Негде жить. Не беженец, не щенок, не крысенок –
Просто холопом брошенный в грязь Царский ребенок.
С небо целое очи. Глядит светло и сурово.
На коленках портки дырявы. Божья обнова.
Он мне честь отдает. Только мысленно. Я же вижу.
На столе – к нему ближе – селедки охотничья лыжа.
Утонул лаун-теннис, спортзал, шведская стенка,
Бери хлеб и кусай, на молоке ненавистная пенка,
Ты ее нежно намотай на вкусную сладкую ложку –
С твоим вензелем серебро… подбери губенками крошку…
Загляни, малыш, в щербатую, битую чашку –
Там земля на ветру дрожит в исподней рубашке,
Пальцы жарких пустынь вцепились во льды, голые плечи –
А в затылок ей, грешной, зенит звезды военными ядрами мечет!
Наблюдай… молчи… верти чашку в подводных пальцах…
Я фигуру ту – на палубе – надысь вышивала старухой на пяльцах!
Я фигуру ту, рвет норд рубаху, роза ветров ярится,
Шила рыбьей иглой, вывязывала на лазаретных спицах!
Что земля мне была тогда, что ураган-свобода –
Я плодом ее вынимала, молясь, матерясь,
из матки родильного небосвода,
Я ее обмывала, крестясь, крестя, да видать, все зряшно,
Не поднять стакан, не глотнуть, не вкусить ни зелье, ни брашно!
Ешь ты, ешь, соболенок мой!
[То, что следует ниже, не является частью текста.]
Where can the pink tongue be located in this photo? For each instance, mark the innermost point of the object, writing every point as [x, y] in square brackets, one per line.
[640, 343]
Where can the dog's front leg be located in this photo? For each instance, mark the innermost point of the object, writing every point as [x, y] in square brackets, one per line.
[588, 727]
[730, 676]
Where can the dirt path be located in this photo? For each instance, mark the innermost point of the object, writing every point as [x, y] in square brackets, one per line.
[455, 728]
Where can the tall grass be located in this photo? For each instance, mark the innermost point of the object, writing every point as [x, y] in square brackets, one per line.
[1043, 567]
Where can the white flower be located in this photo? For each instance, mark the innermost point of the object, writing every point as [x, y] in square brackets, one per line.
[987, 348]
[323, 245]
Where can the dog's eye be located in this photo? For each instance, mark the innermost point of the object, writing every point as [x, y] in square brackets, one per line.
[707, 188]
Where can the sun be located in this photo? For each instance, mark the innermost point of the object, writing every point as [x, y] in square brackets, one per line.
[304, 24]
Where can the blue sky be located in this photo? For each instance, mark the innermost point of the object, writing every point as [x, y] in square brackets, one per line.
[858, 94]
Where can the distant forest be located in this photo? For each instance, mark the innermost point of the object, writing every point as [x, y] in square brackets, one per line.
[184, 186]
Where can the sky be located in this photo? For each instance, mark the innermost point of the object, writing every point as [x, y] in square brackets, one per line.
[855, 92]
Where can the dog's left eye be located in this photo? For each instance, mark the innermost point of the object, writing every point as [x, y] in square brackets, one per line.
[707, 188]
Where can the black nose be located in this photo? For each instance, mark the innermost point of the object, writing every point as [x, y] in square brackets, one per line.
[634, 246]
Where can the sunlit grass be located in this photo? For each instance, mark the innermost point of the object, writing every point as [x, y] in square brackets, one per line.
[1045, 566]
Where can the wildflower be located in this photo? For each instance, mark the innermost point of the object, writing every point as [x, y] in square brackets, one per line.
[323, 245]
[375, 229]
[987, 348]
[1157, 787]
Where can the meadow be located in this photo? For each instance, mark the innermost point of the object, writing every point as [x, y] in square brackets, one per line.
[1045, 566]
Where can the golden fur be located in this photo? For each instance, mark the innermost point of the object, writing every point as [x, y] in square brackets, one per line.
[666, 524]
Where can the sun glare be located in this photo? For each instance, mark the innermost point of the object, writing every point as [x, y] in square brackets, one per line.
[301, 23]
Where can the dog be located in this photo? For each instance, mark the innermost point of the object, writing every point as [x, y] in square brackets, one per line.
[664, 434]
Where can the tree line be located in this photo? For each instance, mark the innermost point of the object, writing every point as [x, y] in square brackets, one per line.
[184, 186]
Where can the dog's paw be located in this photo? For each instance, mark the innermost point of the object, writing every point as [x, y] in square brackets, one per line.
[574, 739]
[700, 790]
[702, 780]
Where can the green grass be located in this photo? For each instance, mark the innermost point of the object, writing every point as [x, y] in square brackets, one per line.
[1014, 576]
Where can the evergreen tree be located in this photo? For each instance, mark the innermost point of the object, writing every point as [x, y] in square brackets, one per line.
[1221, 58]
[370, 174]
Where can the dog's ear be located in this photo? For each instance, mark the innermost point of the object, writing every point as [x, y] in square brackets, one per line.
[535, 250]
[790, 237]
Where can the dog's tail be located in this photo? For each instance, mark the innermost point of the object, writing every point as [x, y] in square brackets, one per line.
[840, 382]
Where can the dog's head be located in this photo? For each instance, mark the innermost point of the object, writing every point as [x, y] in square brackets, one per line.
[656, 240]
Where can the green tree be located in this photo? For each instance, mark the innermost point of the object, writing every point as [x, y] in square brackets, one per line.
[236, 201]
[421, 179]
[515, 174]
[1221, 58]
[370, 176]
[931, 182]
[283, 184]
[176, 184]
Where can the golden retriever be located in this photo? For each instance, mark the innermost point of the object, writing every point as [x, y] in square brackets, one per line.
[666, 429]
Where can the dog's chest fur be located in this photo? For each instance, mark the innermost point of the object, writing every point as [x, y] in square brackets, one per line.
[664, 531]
Земля не утонет.
Видишь, мы плывем. Нам радио в ладони уронит
От Советского Информбюро о грядущей войне объявленье,
Ну так завтра то. Не боись… сохрани мгновенье…
На тебя, мой найденок, птичью лапку надену, блаженство рода,
За тебя, мой царенок, хоть в огонь прыгну, хоть в воду,
Для тебя, живенок, попру смертию смерть, повезет, может,
Как всегда попирали мы тьму – алмазным морозом по коже!
Ешь ты, ешь, не сиди, кофеек ячменный твой стынет,
Мы по морю ночному плывем в дырявой корзине,
Я тебя тоже вышью, шелком-гладью по снегу,
когда стану девчонкой,
Ждать недолго, ты ешь, а я пока лишь поплачу тонко,
Лишь воспомню всю мою
ясную, красную, несчастную Атлантиду,
А корабль плывет, а мы тонем медленно, незаметно с виду,
И я режу хлеб на тарелке, а там, в круге фаянса, изображенье:
В море тонет корабль, украдливо, дико это движенье,
Пахнет хлеб ржаной головенкой твоей, княжич малый,
Хоть кусок возьми, нашу трапезу меж людьми
начинай сначала,
Топки полны углём, умереть нам влом,
гордо реет красное знамя
На бушприте, и в горле ком,
Бог забытый плывет, смеется со всеми нами.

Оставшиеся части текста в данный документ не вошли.